To summarize, our thorough examination has yielded valuable understandings regarding the dynamics of gene expression and disruptions in pathways during sepsis. Further investigation can be conducted to explore the complex relationship between sepsis and the immune system, particularly the intricate changes in immune cell populations and their functionalities. Our findings pave the way for future studies focusing on therapeutic interventions targeting these identified pathways and genes.
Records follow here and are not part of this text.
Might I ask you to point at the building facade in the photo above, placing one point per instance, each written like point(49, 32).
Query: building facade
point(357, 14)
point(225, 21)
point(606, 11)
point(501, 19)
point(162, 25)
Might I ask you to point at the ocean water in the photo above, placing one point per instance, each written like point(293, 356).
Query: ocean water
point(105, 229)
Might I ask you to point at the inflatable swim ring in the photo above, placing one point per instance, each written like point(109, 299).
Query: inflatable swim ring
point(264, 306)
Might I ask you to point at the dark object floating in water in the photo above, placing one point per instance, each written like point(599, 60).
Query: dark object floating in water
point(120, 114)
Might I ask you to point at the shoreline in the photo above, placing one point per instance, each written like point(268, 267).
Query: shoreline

Understanding the molecular intricacies of sepsis is crucial not just for better diagnostics and prognostics but also for developing more effective and targeted treatments for this complex condition.

Data Availability

The data used to support the findings of this study are included within the article.

Conflicts of Interest

The authors declare that they have no conflicts of interest.

Acknowledgments

This work was sponsored by the corresponding author.